Physicians are still unclear what causes the beta cells to attack its own pancreas, but they do know that this disease runs in families and that in addition to family history and genetics, geography, viral exposure, low levels of Vitamin D, and lack of Omega 3 fatty acids may play a role. Individuals who have a parent or sibling with juvenile diabetes are more likely to have the disease. Genetic tests have pinpointed several genes that show a child’s potential risk for developing the disease. Researchers have also learned that people who travel close to the equator, or are exposed to mumps, Epstein-Barr, or coxsackie, or cytomegalovirus are more prone to developing the disease. In addition, children who do not receive adequate amounts of sunlight or receive Omega 3 fatty acids in infancy are more susceptible to for diabetes juvenile onset.

 

Juvenile Onset Diabetes Symptoms

 

Juvenile onset diabetes symptoms may happen quickly with no warning. Usually, a child or adolescent will experience an extreme thirst and a frequent need to urinate. Because glucose is remaining in the blood instead of being transferred to other tissues, the body must pull available fluids from tissues, which results in the body becoming dehydrated and the person drinking more fluids. The kidneys are also working extra hard to flush out the toxic sugar and in doing so, the process causes a person to urinate more often. This action, combined with a person increasing their fluid intake will cause a person to make repeated trips to the bathroom and the cycle will continue until a person becomes very ill.
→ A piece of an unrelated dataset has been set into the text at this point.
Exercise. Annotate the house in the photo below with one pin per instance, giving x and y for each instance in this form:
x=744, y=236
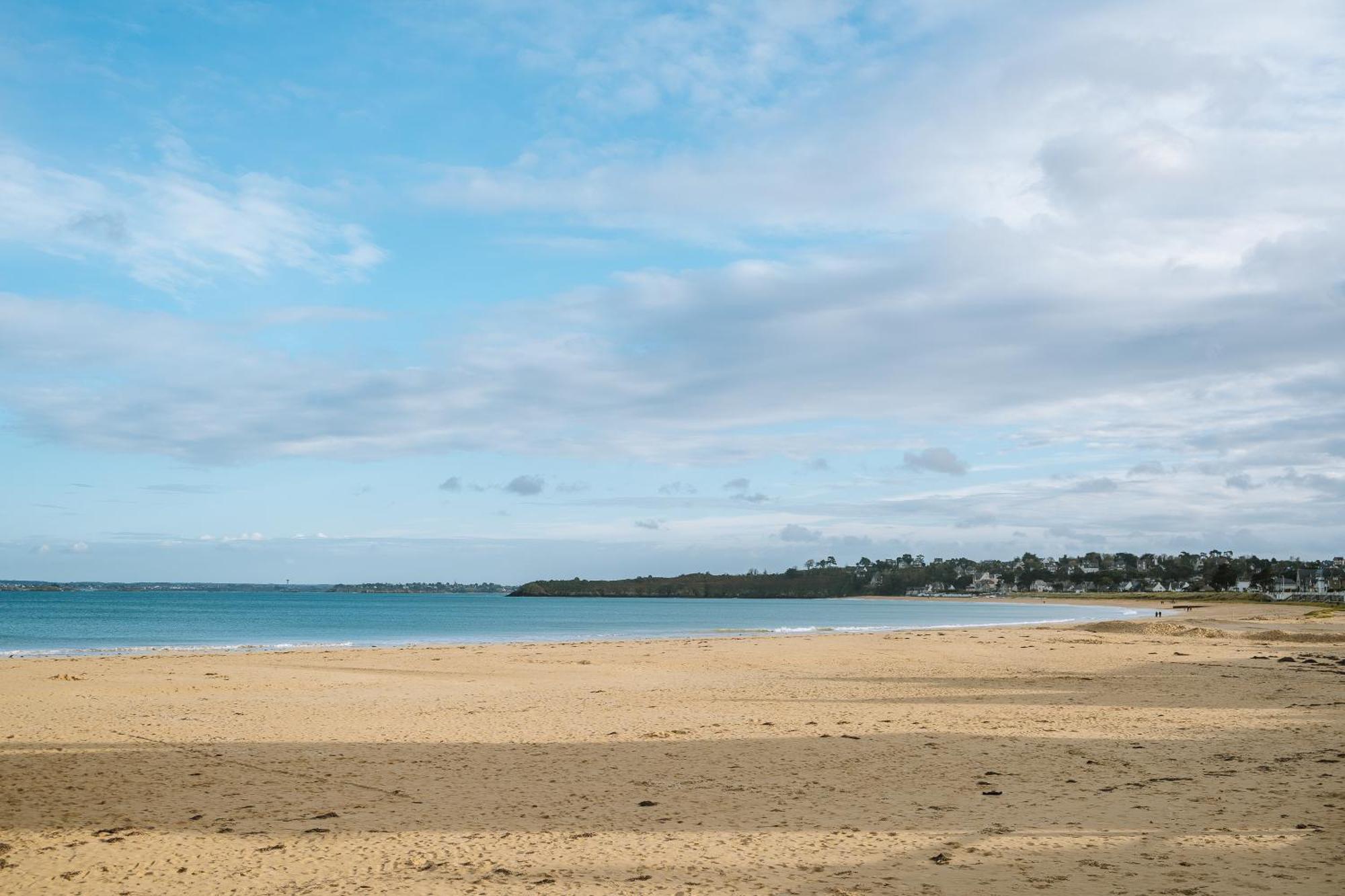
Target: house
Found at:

Two other symptoms that may go together are hunger and weight loss. A person may feel hungry all of the time, regardless of how much and how often they eat. The body will be unable to absorb any of the calories or nutrients, which will leave the individual insatiate in addition to shedding pounds. The dehydration of tissues may also contribute to the weight loss.
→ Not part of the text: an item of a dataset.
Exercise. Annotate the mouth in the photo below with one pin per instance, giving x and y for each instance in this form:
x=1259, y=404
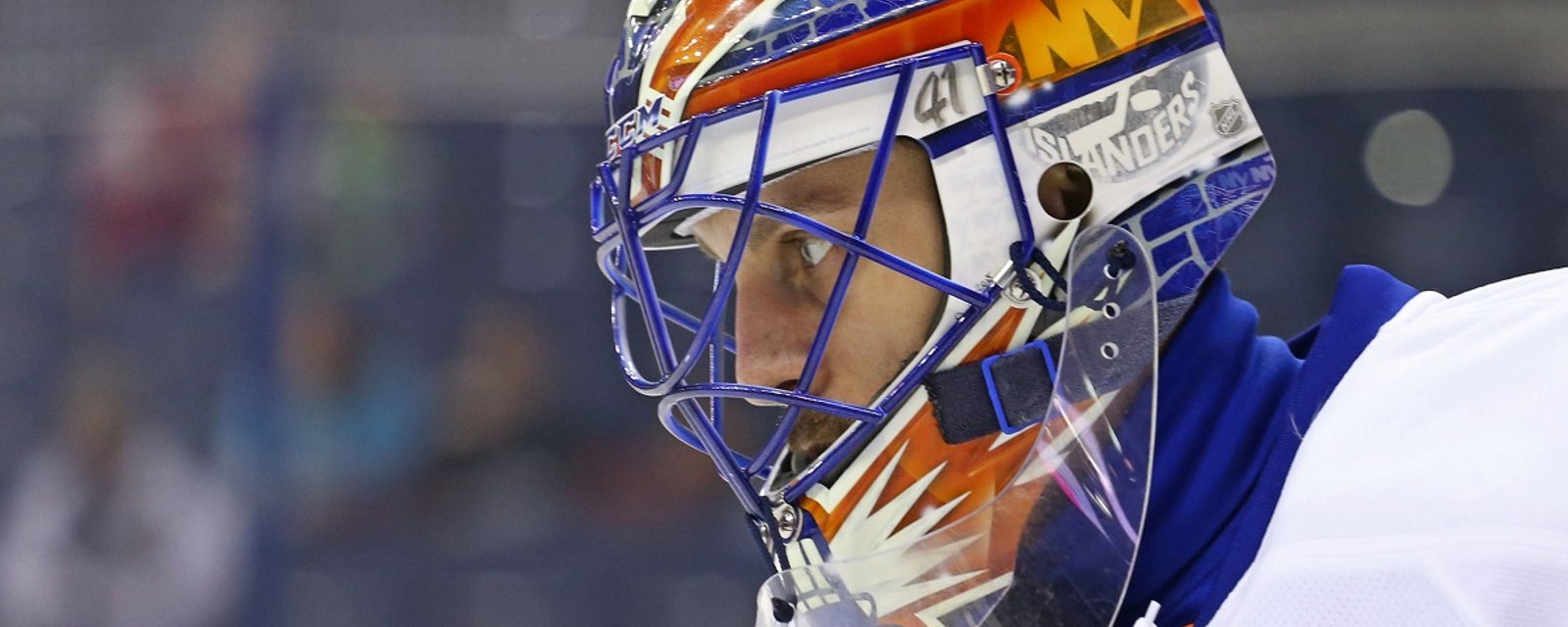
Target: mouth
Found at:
x=814, y=431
Other symptoms one may notice are fatigue and blurred vision. Since the sugar is remaining in the blood, there is literally no energy and that is why a person feels tired. They may notice blurry or impaired vision because their optic nerves are also being robbed of nutrients.
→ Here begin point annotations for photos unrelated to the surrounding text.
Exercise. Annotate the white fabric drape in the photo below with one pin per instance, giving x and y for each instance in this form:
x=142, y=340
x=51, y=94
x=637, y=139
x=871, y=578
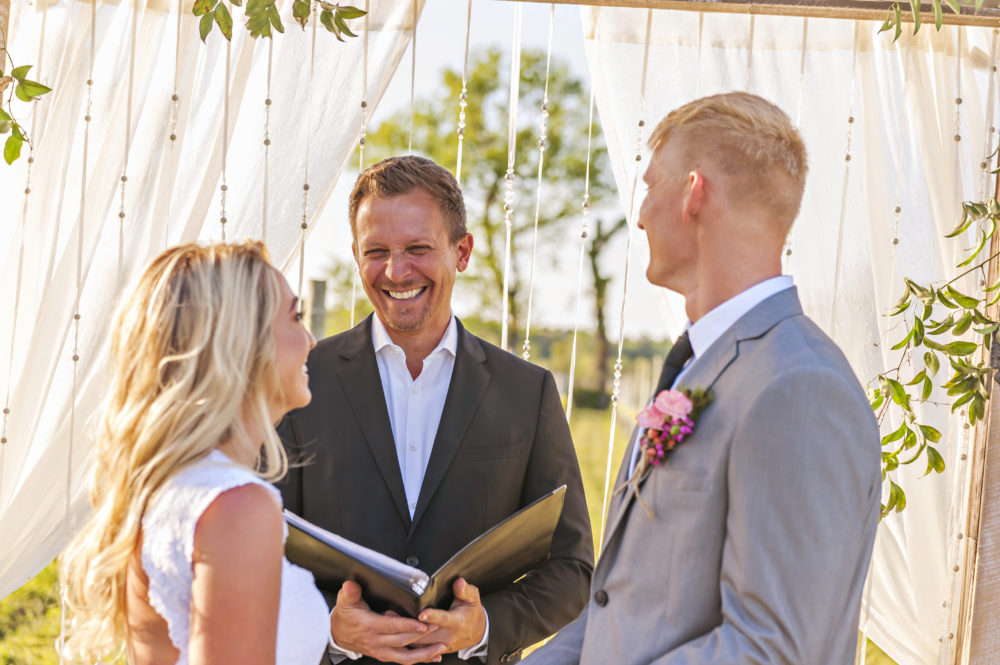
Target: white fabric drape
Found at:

In the past, medical professionals believed that the onset of juvenile diabetes was in childhood or in early adolescents. They have since discovered that Type 1 diabetes mellitus can be developed by a person of any age, although younger people are more likely to develop it. Juvenile onset diabetes mellitus is not brought on by being overweight or obese, having high blood pressure, or a sedentary lifestyle. Therefore, there is no obvious way to prevent the disease. Once a person has it though, it is vital to keep it under control in order to minimize its complications. Seeing a doctor regularly, monitoring blood sugar frequently and eating a special diet are three keys to successful diabetes management. Most parents, along with their children may need extra counseling to ensure that their child is always prepared for the highs and lows of diabetes.